Hi everyone. I am working on a finance problem. I have a time-series for each stock that tells me how much of it I should buy or sell on any given day. The problem is that the signal is noisy and if I react to the noise, I am getting punished by the brokerage commissions without any perceptible reward. It seems like I need something to tell me whether the signal has really changed (and if so, then by how much). Then I can make an intelligent decision on whether I should adjust my portfolio, and if the expected reward exceeds the transaction costs.
In the Bayesian context, I see multiple references to this 2007 paper by Adams and MacKay, in which they model the “run length” of a time-series regime. The paper is elegantly summarized in this blog post, as well as this talk, which also proposes a computationally efficient way to calculate the most likely path through the time-series regimes. I believe the speaker is referencing this GitHub, authored by the aforementioned blogger that contains a numpy/scipy implementation of the Adams / MacKay algorithm.

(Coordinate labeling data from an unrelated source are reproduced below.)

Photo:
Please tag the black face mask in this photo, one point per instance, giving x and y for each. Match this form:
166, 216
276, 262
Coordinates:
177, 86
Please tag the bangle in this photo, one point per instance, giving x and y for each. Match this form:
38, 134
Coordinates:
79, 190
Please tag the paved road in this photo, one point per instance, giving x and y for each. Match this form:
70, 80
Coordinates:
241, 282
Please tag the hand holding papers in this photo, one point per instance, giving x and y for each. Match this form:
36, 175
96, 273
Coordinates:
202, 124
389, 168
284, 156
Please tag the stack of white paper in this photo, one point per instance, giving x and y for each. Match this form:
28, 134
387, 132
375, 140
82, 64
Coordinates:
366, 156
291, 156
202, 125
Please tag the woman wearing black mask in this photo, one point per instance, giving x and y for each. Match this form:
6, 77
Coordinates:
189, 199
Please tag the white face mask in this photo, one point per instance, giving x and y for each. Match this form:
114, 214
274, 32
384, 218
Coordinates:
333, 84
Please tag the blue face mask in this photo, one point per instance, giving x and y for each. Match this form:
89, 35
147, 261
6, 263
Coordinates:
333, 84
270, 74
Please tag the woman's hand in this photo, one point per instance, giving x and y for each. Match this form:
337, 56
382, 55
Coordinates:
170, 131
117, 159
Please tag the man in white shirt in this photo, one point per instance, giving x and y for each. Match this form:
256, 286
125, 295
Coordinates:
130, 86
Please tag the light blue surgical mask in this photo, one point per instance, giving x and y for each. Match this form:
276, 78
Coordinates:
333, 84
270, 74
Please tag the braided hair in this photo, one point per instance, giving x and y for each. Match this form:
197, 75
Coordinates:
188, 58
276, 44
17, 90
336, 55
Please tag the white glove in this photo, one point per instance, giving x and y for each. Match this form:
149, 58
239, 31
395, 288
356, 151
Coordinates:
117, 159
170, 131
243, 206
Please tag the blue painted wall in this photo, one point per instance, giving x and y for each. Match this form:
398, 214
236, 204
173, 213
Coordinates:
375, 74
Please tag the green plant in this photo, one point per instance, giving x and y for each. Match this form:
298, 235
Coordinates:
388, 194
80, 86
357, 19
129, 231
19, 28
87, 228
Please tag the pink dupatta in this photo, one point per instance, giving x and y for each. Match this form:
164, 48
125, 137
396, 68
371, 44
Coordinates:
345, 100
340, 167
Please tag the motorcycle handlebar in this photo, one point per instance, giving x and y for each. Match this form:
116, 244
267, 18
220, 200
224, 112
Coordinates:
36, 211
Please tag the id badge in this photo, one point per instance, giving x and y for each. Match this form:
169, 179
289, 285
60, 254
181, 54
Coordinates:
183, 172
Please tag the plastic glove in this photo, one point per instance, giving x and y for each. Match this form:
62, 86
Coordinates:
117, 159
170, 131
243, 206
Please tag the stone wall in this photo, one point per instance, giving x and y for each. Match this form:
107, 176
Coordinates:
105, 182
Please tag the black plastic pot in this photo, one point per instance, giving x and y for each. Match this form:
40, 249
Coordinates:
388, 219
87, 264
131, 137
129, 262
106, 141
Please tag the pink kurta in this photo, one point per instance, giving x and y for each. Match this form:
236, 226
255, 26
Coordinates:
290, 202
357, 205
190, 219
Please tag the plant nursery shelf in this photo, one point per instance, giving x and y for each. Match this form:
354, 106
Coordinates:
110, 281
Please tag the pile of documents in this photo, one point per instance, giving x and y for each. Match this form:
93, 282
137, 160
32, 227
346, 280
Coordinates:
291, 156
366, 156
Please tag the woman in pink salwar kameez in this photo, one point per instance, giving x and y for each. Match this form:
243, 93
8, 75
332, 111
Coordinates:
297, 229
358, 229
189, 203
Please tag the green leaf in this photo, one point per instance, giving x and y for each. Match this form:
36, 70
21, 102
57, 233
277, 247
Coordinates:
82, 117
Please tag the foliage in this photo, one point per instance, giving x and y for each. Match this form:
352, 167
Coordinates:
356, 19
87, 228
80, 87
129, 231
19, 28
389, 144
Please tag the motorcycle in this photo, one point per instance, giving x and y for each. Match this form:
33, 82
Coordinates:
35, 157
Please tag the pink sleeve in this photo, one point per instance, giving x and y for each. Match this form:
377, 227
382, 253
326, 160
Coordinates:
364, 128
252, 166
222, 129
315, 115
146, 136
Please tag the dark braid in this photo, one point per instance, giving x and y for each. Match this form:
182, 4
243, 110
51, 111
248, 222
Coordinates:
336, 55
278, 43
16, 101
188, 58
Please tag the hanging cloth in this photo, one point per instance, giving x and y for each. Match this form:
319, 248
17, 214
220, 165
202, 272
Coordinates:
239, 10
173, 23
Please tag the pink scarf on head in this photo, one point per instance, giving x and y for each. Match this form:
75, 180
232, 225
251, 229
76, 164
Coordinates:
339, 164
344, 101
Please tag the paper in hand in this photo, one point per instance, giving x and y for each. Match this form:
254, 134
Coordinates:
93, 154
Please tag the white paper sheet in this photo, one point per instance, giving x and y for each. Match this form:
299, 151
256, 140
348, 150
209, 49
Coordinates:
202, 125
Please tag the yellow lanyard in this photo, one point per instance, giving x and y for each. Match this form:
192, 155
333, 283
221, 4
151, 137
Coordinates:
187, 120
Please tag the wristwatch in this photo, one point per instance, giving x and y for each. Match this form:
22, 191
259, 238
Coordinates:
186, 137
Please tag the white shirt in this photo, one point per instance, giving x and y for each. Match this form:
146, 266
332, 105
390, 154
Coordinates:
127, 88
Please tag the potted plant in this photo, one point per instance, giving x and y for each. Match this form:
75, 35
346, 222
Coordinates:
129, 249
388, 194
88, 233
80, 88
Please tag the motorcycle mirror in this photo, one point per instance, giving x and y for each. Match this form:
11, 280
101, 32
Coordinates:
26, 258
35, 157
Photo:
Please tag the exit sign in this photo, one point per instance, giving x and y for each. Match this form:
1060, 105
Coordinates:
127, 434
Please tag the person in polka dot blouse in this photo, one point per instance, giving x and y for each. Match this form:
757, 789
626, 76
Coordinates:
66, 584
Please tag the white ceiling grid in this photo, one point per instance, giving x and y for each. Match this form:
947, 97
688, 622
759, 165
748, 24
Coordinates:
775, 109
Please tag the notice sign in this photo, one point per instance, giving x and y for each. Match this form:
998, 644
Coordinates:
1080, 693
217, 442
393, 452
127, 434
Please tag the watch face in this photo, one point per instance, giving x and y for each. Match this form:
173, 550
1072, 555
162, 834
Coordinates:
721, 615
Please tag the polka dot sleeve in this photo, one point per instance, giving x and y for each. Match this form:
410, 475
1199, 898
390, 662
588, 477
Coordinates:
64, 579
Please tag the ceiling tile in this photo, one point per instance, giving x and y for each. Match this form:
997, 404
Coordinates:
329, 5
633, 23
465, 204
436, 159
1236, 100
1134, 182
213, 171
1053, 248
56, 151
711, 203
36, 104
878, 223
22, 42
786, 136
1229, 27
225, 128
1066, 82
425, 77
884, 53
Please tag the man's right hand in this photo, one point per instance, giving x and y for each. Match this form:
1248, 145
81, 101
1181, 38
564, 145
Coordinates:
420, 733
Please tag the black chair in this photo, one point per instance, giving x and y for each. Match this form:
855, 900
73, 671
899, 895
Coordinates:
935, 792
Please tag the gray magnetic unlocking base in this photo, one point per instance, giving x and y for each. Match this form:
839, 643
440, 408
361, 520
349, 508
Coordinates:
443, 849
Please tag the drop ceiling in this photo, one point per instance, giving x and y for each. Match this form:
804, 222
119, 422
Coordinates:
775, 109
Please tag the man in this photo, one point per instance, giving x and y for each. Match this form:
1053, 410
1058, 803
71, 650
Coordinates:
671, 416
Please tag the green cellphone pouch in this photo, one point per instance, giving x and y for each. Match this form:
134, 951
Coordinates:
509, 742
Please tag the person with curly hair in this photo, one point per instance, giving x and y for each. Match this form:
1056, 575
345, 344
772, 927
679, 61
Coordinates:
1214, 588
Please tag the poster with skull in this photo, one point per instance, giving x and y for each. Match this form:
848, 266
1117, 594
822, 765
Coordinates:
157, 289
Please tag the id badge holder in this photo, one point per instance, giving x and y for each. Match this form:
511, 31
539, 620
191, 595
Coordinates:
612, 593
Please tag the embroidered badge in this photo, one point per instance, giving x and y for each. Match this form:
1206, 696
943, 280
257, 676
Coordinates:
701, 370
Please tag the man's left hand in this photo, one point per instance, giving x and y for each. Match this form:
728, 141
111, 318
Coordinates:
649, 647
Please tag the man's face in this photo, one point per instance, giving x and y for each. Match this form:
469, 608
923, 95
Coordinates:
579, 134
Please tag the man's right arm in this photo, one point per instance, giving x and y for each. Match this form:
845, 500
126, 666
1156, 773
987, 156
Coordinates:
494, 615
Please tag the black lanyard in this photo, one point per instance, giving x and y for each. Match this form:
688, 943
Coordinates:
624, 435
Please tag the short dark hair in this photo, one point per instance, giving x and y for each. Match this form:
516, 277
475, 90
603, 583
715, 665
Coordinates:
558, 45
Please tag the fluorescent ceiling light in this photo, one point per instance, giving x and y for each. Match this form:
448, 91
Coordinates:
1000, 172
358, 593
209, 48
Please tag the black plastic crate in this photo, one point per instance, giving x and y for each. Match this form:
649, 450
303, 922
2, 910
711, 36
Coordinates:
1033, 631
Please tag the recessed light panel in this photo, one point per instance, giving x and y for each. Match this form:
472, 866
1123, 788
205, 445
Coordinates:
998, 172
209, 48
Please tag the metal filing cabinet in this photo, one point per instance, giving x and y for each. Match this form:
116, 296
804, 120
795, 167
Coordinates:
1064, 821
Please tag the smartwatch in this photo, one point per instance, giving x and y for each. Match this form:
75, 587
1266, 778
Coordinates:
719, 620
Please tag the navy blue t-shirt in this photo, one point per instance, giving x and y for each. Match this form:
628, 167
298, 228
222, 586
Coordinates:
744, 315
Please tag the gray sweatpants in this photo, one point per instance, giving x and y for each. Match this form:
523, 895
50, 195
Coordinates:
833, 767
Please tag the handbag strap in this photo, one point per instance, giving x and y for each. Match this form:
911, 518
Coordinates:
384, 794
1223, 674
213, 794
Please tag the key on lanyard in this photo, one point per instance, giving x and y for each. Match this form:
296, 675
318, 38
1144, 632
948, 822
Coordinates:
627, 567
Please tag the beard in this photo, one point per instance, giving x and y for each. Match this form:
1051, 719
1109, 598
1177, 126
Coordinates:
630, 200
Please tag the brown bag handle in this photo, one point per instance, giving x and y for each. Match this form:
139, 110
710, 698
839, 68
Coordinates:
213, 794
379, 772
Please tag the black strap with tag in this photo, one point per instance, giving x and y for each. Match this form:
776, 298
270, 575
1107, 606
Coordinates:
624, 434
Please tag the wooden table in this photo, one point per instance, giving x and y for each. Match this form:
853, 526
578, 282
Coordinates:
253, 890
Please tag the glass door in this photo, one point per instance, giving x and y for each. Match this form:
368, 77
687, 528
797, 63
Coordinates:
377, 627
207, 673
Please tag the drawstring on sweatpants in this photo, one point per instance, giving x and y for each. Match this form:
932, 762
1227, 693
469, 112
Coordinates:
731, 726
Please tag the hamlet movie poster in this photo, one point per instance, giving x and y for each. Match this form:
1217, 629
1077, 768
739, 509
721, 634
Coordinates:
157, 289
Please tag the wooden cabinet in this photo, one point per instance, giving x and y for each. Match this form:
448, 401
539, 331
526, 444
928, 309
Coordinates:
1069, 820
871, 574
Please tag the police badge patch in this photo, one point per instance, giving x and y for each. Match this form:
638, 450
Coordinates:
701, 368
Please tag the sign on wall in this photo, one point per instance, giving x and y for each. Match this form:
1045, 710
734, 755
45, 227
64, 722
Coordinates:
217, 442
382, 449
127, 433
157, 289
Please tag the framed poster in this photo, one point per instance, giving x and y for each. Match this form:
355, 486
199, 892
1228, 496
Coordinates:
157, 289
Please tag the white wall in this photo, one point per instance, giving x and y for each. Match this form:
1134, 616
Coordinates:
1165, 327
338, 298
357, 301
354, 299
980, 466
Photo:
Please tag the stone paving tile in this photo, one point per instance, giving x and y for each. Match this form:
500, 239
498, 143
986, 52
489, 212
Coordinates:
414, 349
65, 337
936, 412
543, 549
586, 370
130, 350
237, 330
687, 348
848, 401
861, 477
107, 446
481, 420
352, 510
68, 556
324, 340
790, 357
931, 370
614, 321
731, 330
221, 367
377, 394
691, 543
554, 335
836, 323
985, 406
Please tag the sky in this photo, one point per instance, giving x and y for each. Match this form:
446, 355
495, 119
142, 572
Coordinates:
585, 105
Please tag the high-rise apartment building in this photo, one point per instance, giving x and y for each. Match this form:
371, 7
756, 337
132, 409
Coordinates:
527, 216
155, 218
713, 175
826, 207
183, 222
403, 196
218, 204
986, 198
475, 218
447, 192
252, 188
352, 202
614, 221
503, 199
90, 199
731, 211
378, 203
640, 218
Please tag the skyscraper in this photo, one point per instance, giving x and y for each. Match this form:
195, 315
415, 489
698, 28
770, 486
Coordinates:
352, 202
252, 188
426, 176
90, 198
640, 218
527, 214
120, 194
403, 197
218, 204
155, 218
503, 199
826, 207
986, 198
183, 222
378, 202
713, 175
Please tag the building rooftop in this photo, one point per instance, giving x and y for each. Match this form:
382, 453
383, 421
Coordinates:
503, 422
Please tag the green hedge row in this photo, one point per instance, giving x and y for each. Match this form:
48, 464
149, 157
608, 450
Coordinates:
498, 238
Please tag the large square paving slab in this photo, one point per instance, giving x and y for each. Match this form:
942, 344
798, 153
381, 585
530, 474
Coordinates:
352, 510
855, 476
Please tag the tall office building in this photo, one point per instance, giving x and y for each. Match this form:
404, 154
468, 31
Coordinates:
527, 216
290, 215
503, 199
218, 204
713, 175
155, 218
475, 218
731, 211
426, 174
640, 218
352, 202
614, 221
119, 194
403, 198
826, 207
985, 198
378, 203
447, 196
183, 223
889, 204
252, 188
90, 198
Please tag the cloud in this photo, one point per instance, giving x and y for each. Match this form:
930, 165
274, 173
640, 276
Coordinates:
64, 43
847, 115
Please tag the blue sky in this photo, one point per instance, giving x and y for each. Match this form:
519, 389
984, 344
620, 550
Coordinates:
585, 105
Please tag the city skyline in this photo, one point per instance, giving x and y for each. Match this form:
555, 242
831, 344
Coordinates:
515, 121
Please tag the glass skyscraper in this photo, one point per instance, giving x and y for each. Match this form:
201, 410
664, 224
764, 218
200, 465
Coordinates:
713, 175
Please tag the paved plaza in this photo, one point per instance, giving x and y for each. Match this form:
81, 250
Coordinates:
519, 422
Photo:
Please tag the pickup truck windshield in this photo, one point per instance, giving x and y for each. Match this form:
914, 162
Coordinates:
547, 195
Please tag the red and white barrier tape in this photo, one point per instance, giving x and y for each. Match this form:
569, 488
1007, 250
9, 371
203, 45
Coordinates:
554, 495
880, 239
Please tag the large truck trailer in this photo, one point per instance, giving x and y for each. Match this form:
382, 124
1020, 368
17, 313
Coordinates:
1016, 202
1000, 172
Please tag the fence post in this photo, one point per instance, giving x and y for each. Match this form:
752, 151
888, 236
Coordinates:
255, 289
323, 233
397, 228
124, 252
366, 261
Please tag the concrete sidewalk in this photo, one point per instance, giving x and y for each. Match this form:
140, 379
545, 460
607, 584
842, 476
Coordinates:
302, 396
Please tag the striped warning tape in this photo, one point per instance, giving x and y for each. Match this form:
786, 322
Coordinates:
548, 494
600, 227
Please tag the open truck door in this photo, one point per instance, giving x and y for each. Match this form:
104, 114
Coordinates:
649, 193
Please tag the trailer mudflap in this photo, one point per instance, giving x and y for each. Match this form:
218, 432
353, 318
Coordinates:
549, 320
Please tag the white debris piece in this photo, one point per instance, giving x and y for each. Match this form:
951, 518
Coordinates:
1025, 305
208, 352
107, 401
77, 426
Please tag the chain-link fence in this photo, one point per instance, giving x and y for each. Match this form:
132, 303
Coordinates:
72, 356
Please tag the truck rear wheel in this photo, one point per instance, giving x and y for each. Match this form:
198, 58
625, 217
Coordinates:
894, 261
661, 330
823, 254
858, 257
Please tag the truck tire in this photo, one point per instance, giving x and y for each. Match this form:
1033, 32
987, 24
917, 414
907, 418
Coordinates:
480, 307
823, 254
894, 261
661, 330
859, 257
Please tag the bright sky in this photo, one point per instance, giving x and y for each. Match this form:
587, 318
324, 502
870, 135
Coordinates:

Anyway, I don’t have a strong quantitative background, so it is hard for me to understand the basic theoretical underpinnings, let alone to implement the code in PyMC3. However, I thought that online changepoint detection must be a frequent enough use case that perhaps others, who are more versed in Bayesian statistics, would be interested in taking a look and weighing in on what the PyMC3 framework would look like. I also thought that for my specific problem I can start with a simpler solution, like GP smoothing. At this point, I feel that any advice from you guys would be super helpful. Thanks!